Tedeschi did not win out over a few of his adult competitors for two reasons, as far as I could figure out. One was that he could not yet deliver such bear like works as Liszt's sonata or Mussorgsky's Picture's at an exhibition, two staples among the elders. The other was that he favored retiring pieces, or takes a retiring stance where he could just as well be assertive. His playing, even so, sticks in the mind as the most special of the competition. The most astonishing aspect of it, what's more, has nothing to do with the above. Yes, he's musical. Yes, he;s a technical wizard. Yes, he has the brain power. But all of that would mean little were it not for his clear joy of being on stage. Tedeschi has the rare ability to make listeners come to him when he plays. He spaces everything with the comfortable knowledge that he will be paid attention.

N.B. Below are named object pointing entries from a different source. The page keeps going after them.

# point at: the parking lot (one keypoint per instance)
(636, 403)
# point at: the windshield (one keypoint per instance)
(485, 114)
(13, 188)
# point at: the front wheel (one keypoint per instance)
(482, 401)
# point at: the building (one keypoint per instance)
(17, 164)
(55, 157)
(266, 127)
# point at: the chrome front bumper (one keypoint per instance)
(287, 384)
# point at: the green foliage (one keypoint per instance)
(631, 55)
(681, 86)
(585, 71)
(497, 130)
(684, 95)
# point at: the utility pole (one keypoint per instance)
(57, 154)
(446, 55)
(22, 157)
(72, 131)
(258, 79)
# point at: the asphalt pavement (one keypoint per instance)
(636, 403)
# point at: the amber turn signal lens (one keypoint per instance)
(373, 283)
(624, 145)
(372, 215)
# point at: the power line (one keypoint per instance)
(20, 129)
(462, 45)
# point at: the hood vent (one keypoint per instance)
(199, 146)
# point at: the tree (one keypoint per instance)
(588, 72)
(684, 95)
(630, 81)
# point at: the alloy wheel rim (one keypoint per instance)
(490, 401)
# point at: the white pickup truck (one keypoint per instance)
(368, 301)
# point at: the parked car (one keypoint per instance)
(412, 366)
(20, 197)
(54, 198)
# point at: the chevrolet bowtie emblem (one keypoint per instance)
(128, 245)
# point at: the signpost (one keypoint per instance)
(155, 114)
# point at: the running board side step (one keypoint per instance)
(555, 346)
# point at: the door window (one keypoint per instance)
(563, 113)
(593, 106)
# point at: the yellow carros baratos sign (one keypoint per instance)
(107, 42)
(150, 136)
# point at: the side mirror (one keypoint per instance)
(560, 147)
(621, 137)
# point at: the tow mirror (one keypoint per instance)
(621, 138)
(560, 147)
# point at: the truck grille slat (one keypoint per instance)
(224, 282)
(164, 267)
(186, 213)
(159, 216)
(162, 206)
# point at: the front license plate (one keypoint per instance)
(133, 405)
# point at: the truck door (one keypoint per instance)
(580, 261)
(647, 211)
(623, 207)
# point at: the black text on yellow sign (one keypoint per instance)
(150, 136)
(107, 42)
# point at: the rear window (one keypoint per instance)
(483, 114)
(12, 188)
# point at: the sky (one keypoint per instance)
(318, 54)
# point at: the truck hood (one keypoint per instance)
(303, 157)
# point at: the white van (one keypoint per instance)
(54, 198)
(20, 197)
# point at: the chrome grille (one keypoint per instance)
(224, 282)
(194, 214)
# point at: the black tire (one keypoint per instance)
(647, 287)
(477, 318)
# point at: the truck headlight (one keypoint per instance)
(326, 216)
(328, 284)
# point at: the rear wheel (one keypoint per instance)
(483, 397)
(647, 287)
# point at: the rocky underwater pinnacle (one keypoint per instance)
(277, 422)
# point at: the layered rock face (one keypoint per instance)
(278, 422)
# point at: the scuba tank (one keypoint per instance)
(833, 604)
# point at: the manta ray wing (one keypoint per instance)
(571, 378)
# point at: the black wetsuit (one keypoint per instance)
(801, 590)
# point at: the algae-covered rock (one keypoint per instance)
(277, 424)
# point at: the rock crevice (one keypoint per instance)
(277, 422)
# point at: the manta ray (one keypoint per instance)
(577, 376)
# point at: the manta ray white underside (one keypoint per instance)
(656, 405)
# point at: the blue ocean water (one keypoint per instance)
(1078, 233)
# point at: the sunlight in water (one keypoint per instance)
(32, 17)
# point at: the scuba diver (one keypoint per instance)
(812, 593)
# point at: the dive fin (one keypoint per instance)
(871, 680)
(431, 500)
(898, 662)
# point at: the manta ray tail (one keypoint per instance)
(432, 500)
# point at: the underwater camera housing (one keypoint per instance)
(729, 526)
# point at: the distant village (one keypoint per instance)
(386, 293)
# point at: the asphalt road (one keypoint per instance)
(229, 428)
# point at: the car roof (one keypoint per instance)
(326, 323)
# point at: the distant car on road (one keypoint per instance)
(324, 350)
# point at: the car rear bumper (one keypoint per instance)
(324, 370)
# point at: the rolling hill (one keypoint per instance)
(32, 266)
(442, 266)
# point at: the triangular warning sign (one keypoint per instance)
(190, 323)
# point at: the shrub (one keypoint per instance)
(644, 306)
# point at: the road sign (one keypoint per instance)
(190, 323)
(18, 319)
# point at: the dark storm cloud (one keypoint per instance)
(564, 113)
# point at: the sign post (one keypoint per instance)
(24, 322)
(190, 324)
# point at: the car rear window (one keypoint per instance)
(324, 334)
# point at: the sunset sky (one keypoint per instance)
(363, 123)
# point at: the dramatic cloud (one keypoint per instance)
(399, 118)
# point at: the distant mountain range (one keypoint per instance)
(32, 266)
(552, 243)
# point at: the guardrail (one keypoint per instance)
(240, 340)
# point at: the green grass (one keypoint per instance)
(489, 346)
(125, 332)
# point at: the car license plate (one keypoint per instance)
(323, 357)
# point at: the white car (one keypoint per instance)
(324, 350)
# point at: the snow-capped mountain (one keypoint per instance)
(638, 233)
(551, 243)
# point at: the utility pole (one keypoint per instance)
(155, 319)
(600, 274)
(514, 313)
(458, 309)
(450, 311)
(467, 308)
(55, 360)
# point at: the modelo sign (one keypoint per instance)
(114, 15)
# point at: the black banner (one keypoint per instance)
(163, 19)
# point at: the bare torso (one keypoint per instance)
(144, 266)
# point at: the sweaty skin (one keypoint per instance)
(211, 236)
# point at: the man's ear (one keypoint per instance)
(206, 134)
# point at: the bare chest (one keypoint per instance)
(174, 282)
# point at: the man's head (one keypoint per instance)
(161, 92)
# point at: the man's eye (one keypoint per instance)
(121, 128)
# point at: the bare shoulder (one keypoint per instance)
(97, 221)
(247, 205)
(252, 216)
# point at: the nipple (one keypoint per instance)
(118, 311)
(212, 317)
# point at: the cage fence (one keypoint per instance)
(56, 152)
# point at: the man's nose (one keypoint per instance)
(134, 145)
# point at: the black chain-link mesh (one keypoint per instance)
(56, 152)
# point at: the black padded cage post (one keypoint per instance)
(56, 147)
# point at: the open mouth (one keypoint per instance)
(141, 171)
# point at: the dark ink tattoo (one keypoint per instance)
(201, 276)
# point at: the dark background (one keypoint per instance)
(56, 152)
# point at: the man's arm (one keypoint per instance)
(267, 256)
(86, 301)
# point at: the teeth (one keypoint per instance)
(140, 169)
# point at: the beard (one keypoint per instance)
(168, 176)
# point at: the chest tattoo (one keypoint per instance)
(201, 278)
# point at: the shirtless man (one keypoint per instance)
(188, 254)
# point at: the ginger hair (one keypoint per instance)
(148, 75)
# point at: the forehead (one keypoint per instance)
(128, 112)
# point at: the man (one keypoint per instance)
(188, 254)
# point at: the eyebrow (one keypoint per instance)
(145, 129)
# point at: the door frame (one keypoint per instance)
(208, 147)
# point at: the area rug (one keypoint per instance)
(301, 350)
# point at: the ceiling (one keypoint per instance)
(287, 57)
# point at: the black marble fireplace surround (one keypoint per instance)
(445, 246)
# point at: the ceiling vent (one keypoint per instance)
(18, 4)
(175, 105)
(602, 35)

Thus, the slow movement of Mozart's K 576 sonata, free form jittery insecurity or bashfulness, hung in the air with exquisite, motionless beauty.
There are reasons why I go on about Tedeschi here. The IBLA GRAND PRIZE has strong North Carolina connections. Salvatore Moltisanti, the competition's founder, studied at the North Carolina School of the Arts and his teacher here, Eric Larsen, has been a member of the competition's jury since its inception. Both Elon College and the Arts school have official connections with the competition and its performance prizes. Since Tedeschi is a prize winner, it is likely that Winston-Salem will get to hear him soon in person. Whether Tedeschi appears here soon or not, however, he is one to remember and watch. This kind of talent-enabling a boy to assimilate the experience of a grown up and express it with musical authority- is not the kind to wash out early. It is the other kind that grows.
One way or another you will hear about him again.